Bower Cleans Up Nicely

To say the Hornets did not appear lost this March would have been a lie. The James Posey signing froze out any financial flexibility, the Tyson Chandler injury rendered useless a valuable trade asset, and the economic climate ensured that events would only spiral further out of control. Ownership felt like it may have been well past its budget, the salary cap and luxury tax were both sure to shrink, and trading players to alleviate that financial burden- for example, Chandler- would have left glaring holes across the roster, with no money to fill them. The front office had come to the edge of a precipice, liable to fall off at any moment, at the mercy of the winds of the NBA.

So the events of the past week came as nothing short of stunning. The longer the Chandler situation lasted, the likelier the Hornets were to put the "dump" in salary dump.

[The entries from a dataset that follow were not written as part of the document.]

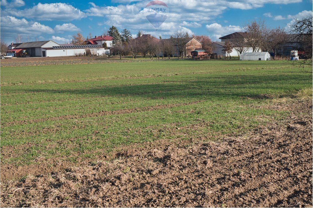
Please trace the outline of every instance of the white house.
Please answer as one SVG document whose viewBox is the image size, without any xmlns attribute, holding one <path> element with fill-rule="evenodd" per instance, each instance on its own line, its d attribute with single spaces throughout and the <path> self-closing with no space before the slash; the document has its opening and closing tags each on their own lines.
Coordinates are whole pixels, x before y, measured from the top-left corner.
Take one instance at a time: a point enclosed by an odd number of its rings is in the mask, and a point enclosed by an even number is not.
<svg viewBox="0 0 313 208">
<path fill-rule="evenodd" d="M 28 55 L 30 57 L 51 57 L 80 56 L 89 52 L 92 55 L 101 56 L 108 50 L 105 50 L 102 45 L 59 44 L 52 41 L 28 42 L 18 44 L 19 45 L 16 45 L 13 49 L 8 50 L 7 53 L 14 53 L 15 56 L 13 56 L 19 57 L 20 57 L 21 51 L 27 50 Z M 11 44 L 11 47 L 14 45 Z"/>
<path fill-rule="evenodd" d="M 224 46 L 225 44 L 225 42 L 213 42 L 212 43 L 213 53 L 216 53 L 218 56 L 228 56 L 228 54 L 226 54 L 226 53 L 223 51 L 223 50 L 224 49 Z M 253 50 L 251 47 L 247 47 L 244 48 L 244 52 L 252 52 L 253 51 Z M 240 56 L 240 54 L 236 50 L 235 48 L 233 49 L 233 51 L 232 51 L 232 52 L 229 54 L 229 55 L 231 56 Z"/>
<path fill-rule="evenodd" d="M 27 50 L 28 55 L 31 56 L 45 56 L 45 52 L 42 50 L 43 48 L 59 45 L 52 41 L 26 42 L 16 46 L 14 49 Z"/>
<path fill-rule="evenodd" d="M 95 36 L 93 38 L 85 41 L 86 45 L 100 45 L 102 46 L 103 43 L 106 43 L 108 47 L 112 47 L 112 40 L 113 38 L 111 36 L 106 35 L 102 35 L 100 36 Z"/>
<path fill-rule="evenodd" d="M 268 61 L 271 60 L 271 55 L 268 52 L 251 52 L 243 53 L 240 55 L 242 60 Z"/>
</svg>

And yet they defied the odds. Nearly six months after trading for Chris Wilcox, they found a more established, offensively and defensively more complete player in Emeka Okafor. Unlike Wilcox, who could have bounced on the 1st of June, Okafor will be around until at least 2013, possibly 2014. Saying farewell to Tyson Chandler will be a difficult process for sure. Personally, I don't think it's going to hit me until the first time I open up League Pass and see him in that awful grey purple jersey. But it makes so much sense organizationally, and that's what Jeff Bower is paid to do. We traded a valuable but potentially highly risky asset for a real known entity. I won't sit here and say high risk, high reward for constancy is always the best strategy, period.

But for a team peering over the cliff, swaying back and forth, fantastically unsure of its next step? That we jettisoned uncertainty and acquired certainty simultaneously seems, to some degree, quite quixotic, quite impossible.

It's not that we traded Chandler for Okafor, and that is inherently some super awesome unfair deal. Perhaps there is some evidence that Okafor would be the better bet moving forwards (there is), but to confidently assert that one player will obviously vastly outplay the other is silly. No, forget Charlotte and Tyson for a second; the impossibleness of this trade stems from our perspective alone. We sought stability where every option seemed to be a straight salary dump, certain to sink us further into frailty and weakness. We sought talent where every team would fight tooth and nail to eschew parting with its own. Out of nowhere, we got both. Then there's my favorite aspect, the one I haven't seen mentioned often. As a methodical, half-court team, we got a player with legitimate, half-court post moves. Sure Tyson could run, but how often were we really running? Twenty seven teams were leaving us in the dust. It looks time to embrace who we really are, and Okafor could be the catalyst to that metamorphosis.

Then there's the matter of Ike Diogu. There were three guys I put on my summer shopping list that I really, really wanted: Ike, Drew Gooden, and Chris Wilcox. Just based on his performance on the floor, Diogu deserves NBA minutes, and the Hornets were wise to appreciate that. He's been put in a series of unfortunate situations, deadening his playing time and value. Surely there will be many more rehashed arguments all summer about Diogu. He's too small, he's too fat, he can't play defense. He's also one of the most undervalued, super efficient scoring bigs in the league right now. He's young, and this will be his first real chance in the NBA- Don Nelson stifled him with the Warriors, he was hurt before he could make an impact in Indiana, and the Blazers had absolutely no need for another big. Personally, I've been on the Ikechukwa Train since Golden State drafted him, and I'm not about to get off now.

In a matter of days, we've been guaranteed at least three legitimate front court options, saved nearly 2 million for the year's cap calculations, and virtually mandated that filler big men won't be receiving significant roles.

Really, the front office this week brings to mind one of my all-time favorite NBA quotes, fittingly given by Emeka Okafor after a Charlotte loss: "It's like they were using cheat codes or something."

We slipped into this tunnel suddenly and unknowingly, but hey look, there's the light.